TÜRKİYE

Bahçeli: “Devletin pazarlık yaptığını iddia eden müfteridir, namerttir”

Milliyetçi Hareket Partisi (MHP) Genel Başkanı Devlet Bahçeli yazılı bir basın açıklaması yaptı. Bahçeli açıklamasında Terörsüz Türkiye, silah bırakma, Suriye, israil’in saldırıları, LGS iddiaları gibi gündemdeki birçok konuya ilişkin görüşlerini paylaştı.  

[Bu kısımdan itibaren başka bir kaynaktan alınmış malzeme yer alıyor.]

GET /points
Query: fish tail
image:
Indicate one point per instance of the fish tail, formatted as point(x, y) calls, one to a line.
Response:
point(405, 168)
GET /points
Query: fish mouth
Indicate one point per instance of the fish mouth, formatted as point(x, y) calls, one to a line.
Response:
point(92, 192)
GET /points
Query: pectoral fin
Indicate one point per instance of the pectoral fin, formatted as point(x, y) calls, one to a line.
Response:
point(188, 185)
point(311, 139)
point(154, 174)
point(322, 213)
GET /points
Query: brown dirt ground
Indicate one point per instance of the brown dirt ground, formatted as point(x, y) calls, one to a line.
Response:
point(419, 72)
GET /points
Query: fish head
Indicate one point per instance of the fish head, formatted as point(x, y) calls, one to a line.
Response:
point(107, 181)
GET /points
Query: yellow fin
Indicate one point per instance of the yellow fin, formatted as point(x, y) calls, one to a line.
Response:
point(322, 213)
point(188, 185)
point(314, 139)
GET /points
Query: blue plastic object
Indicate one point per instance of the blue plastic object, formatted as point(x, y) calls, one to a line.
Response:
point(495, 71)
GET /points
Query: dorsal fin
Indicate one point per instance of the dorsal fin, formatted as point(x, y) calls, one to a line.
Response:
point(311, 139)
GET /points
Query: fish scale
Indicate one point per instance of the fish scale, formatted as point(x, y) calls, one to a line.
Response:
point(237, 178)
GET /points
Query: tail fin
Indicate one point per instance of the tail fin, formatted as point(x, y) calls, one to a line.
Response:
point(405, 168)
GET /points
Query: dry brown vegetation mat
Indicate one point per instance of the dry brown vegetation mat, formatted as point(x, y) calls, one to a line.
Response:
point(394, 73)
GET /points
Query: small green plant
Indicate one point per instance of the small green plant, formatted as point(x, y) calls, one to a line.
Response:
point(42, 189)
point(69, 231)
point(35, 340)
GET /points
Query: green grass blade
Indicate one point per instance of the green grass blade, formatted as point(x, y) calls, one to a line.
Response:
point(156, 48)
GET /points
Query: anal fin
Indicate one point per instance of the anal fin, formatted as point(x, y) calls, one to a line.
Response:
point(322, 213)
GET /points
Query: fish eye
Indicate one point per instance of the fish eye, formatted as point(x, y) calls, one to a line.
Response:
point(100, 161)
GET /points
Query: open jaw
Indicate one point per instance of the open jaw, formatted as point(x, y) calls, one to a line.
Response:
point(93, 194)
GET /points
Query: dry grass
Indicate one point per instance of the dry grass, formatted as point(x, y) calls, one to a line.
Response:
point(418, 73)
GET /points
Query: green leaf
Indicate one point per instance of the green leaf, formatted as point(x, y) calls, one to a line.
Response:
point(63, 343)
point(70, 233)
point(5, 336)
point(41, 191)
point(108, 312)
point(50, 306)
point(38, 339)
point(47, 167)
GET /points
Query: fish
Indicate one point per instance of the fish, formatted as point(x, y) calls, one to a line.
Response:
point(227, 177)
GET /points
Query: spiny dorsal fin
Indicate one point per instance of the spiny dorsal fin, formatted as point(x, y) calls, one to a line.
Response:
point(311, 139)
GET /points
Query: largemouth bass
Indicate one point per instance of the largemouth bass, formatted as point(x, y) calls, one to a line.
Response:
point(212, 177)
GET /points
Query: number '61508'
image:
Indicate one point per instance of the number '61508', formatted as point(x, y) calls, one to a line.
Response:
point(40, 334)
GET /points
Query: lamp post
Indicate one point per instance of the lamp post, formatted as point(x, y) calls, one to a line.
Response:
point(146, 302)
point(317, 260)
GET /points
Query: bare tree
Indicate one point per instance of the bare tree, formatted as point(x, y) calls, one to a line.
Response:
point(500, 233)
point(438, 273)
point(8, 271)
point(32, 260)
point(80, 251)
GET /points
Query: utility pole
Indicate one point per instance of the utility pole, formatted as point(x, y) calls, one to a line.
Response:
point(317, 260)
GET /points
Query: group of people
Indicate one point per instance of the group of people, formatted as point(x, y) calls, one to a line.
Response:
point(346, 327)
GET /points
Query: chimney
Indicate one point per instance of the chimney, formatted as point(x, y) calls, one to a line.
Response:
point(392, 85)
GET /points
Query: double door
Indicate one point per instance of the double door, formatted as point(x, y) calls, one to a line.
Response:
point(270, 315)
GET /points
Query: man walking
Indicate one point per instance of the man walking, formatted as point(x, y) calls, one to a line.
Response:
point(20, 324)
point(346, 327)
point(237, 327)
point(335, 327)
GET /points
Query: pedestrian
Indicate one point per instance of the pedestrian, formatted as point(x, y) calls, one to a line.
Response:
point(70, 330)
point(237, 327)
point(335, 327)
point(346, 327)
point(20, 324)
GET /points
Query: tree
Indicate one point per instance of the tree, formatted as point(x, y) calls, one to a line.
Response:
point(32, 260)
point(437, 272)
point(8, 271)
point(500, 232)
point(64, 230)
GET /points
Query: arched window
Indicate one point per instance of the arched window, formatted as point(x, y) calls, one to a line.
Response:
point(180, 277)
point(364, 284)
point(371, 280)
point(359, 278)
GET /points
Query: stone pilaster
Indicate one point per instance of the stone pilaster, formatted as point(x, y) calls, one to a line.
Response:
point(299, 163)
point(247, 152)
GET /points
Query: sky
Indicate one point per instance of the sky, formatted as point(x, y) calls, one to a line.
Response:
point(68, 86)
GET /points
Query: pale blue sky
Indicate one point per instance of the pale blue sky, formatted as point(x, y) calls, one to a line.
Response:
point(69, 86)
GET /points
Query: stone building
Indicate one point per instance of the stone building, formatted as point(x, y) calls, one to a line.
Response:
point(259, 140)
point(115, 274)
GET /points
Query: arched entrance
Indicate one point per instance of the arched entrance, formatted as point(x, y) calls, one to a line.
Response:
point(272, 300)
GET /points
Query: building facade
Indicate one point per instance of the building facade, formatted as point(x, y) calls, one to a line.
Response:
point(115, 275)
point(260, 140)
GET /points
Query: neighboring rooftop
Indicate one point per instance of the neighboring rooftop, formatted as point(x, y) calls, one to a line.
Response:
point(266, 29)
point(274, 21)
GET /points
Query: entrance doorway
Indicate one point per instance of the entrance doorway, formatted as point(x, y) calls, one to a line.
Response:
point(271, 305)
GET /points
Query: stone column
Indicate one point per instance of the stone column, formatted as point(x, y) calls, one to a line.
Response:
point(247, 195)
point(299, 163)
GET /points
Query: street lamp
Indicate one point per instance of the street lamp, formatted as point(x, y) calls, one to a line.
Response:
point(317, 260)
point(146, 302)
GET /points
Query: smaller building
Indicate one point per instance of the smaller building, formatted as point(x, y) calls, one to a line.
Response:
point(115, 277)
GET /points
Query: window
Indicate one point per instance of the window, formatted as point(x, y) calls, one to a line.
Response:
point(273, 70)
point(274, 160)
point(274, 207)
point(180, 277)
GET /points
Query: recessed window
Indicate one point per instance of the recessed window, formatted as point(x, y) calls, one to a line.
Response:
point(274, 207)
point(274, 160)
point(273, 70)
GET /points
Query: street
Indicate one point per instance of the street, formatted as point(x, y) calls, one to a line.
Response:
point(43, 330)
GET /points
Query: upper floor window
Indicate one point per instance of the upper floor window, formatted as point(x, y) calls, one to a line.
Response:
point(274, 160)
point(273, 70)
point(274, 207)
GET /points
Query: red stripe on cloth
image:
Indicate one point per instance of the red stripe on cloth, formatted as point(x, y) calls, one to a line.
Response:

MHP Basın Birimi’ninni sosyal medya hesabında paylaşılan açıklamada “Milliyetçi Hareket Partisi Genel Başkanı Sayın Devlet Bahçeli’nin,  “MYK-MDK Ortak Toplantısı Öncesinde” yapmış oldukları yazılı basın açıklamasını ilgi ve bilgilerinize sunarız” denildi. 

Bahçeli’nin açıklaması şöyle: 
 
“Milliyetçi Hareket Partisi ve Cumhur İttifakı bayrak, vatan ve millet sevgisinin ağır sınavından yüz akıyla çıkmayı başaran ve başaracak olan serdengeçti bir anlayışın siyasi ve fikri kubbesidir. 

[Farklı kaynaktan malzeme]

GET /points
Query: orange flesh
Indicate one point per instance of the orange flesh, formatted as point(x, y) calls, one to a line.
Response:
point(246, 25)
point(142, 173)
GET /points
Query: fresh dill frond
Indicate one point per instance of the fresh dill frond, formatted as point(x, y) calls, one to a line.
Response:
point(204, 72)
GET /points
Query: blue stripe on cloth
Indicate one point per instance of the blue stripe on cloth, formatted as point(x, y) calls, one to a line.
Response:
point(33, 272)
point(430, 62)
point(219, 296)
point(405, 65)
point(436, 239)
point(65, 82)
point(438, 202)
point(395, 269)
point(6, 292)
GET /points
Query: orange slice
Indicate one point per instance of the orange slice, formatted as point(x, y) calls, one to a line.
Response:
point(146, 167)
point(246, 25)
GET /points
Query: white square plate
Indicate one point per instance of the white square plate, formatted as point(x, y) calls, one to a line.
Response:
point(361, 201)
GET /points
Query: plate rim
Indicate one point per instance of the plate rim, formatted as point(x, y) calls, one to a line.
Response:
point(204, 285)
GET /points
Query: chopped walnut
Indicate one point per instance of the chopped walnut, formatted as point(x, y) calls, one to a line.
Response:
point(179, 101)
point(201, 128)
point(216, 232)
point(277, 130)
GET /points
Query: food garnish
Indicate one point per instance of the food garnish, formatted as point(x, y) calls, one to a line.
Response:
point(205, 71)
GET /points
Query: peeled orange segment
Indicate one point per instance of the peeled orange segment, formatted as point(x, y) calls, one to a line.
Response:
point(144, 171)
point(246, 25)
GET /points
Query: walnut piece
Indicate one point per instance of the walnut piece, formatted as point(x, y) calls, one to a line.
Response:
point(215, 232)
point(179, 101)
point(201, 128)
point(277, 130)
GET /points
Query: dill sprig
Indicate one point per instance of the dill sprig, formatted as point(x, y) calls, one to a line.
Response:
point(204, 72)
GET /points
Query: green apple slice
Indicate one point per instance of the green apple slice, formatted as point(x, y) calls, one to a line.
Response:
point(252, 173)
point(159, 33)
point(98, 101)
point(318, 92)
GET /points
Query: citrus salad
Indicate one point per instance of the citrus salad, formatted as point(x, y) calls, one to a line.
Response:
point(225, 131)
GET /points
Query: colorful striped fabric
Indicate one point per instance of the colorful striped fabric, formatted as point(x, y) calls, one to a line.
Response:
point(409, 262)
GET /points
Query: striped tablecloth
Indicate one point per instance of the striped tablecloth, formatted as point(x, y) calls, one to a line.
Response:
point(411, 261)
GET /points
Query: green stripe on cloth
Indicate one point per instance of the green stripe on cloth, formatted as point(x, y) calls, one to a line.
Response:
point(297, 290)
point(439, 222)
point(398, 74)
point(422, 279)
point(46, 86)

Teklemeden, tökezlemeden ve tenakuza düşmeden halkımız lehine hakikatin sesi ve sözü olmak her şeyden evvel kutlu ecdadımıza ahde vefanın gereğidir. 

Türk milleti asil ve aziz olduğu kadar vakar ve vefayla donanmış bir millettir. 

Hiç kimsenin milli ve manevi konular çerçevesinde partimiz ve Cumhur İttifakı’yla boy ölçüşmesi, bilek güreştirmesi veya aşık atması mümkün ve muvafık değildir. 

“YENİ YÜZYILDA HUZUR VE GÜVENLİK HAKİM OLACAK”

Terörsüz Türkiye hedefiyle ilgili bazı menfi ve münferit çıkışları bir kenara bırakırsak, atılan adımların ne kadar sağlam, ne kadar sağlıklı ve ne kadar samimi olduğu gayet açık şekilde görülebilecektir. 

Türkiye Cumhuriyeti’nin yeni yüzyılında huzur ve güvenlik hakim olacak, refah ve istikrar öne çıkacak, milli birlik ve kardeşlik muhakkak köklü içerik kazanacaktır. 

Üzerinde yaşadığımız vatan coğrafyasının kaderi husumet ve hıyanet temelinde değil, birlikte yaşamanın muazzez aklıyla, muhterem ahlakıyla tahkim ve tayin edilecektir. 

Kavga ve karışıklıktan nemalanan geleneksel kriz odaklarının Türkiye’nin önünü kesmesi, kutlu yürüyüşünü engellemesi asla söz konusu dahi olamayacaktır. 

Türk milleti kararını vermiş, Cumhur İttifakı çatısı altında toplanan sevdalıları vasıtasıyla haysiyetli iradesini hayatın somut gerçekleri muhtevasında teçhiz ve teşekkül ettirmiştir. 

“KARA KAMPANYALARA HIZ VERDİLER”

Bölücü terör örgütü PKK’nın silahları yakmasıyla yeni bir evreye geçilmiştir. 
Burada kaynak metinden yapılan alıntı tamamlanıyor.